Petit B, Bohren Y, Gaud E, Bussat P, Arditi M, Yan F, Tranquart F, Allémann E
School of Pharmaceutical Sciences, University of Geneva, University of Lausanne, Geneva, Switzerland.
Bracco Suisse S.A., Plan-les-Ouates, Geneva, Switzerland.
Ultrasound Med Biol. 2015 May;41(5):1402-10. doi: 10.1016/j.ultrasmedbio.2014.12.007. Epub 2015 Jan 15.

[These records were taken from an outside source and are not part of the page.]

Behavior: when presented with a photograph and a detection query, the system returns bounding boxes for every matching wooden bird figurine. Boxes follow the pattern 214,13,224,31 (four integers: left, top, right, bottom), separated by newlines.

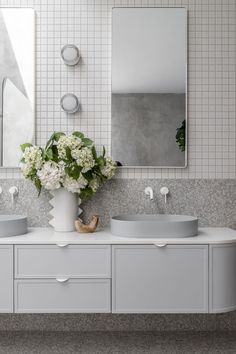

75,215,99,233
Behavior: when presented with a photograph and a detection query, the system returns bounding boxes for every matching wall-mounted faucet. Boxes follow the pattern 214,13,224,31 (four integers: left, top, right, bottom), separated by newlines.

144,187,153,200
160,187,169,204
9,186,19,206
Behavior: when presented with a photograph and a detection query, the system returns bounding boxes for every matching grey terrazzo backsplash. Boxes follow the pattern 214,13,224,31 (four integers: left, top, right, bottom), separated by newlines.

0,179,236,331
0,179,236,228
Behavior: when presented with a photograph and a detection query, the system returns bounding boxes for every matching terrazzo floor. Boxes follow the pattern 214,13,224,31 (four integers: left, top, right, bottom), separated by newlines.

0,332,236,354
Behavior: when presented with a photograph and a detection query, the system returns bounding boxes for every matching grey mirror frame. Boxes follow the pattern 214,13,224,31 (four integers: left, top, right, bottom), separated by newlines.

Microbubble-mediated sonothrombolysis (STL) is a remarkable approach to vascular occlusion therapy. However, STL remains a complex process with multiple interactions between clot, ultrasound (US), microbubbles (MB) and thrombolytic drug. The aim of this study was to evaluate the ability of combining US and MB to degrade fibrin and, more specifically, to assess the roles of both stable (SC) and inertial (IC) cavitation. Human blood clots containing radiolabeled fibrin were exposed to different combinations of recombinant tissue plasminogen activator (rtPA), US (1 MHz) and phospholipid MB. Three acoustic pressures were tested: 200, 350 and 1,300 kPa (peak-negative pressure). Clot lysis was assessed by diameter loss and release of radioactive fibrin degradation products. The combination rtPA + US + MB clearly revealed that IC (1,300 kPa) was able to enhance fibrin degradation significantly (66.3 ± 1.8%) compared with rtPA alone (51.7 ± 2.0%, p < 0.001). However, SC failed to enhance fibrin degradation at an acoustic pressure of 200 kPa. At 350 kPa, a synergistic effect between rtPA and US + MB was observed with an absolute increase of 6% compared to rtPA alone (p < 0.001). Conversely, without rtPA, the combination of US + MB was unable to degrade the fibrin network (0.3 ± 0.1%, p > 0.05 vs. control), but induced a distinct loss of red blood cells throughout the entire thickness of the clot, implying that MB were able to penetrate and cavitate inside the clot.
微泡介导的超声溶栓(STL)是一种用于血管闭塞治疗的卓越方法。然而,STL仍是一个复杂的过程,涉及血凝块、超声(US)、微泡(MB)和溶栓药物之间的多种相互作用。本研究的目的是评估联合超声和微泡降解纤维蛋白的能力,更具体地说,是评估稳定空化(SC)和惯性空化(IC)的作用。将含有放射性标记纤维蛋白的人血凝块暴露于重组组织型纤溶酶原激活剂(rtPA)、超声(1兆赫)和磷脂微泡的不同组合中。测试了三种声压:200、350和1300千帕(峰值负压)。通过直径减小和放射性纤维蛋白降解产物的释放来评估血凝块溶解情况。rtPA + US + MB的组合清楚地表明,与单独使用rtPA(51.7 ± 2.0%,p < 0.001)相比,IC(1300千帕)能够显著增强纤维蛋白降解(66.3 ± 1.8%)。然而,在200千帕的声压下,SC未能增强纤维蛋白降解。在350千帕时,观察到rtPA与US + MB之间存在协同作用,与单独使用rtPA相比,绝对增加了6%(p < 0.001)。相反,在没有rtPA的情况下,US + MB的组合无法降解纤维蛋白网络(0.3 ± 0.1%,与对照组相比p > 0.05),但在血凝块的整个厚度中导致红细胞明显损失,这意味着微泡能够穿透并在血凝块内部发生空化。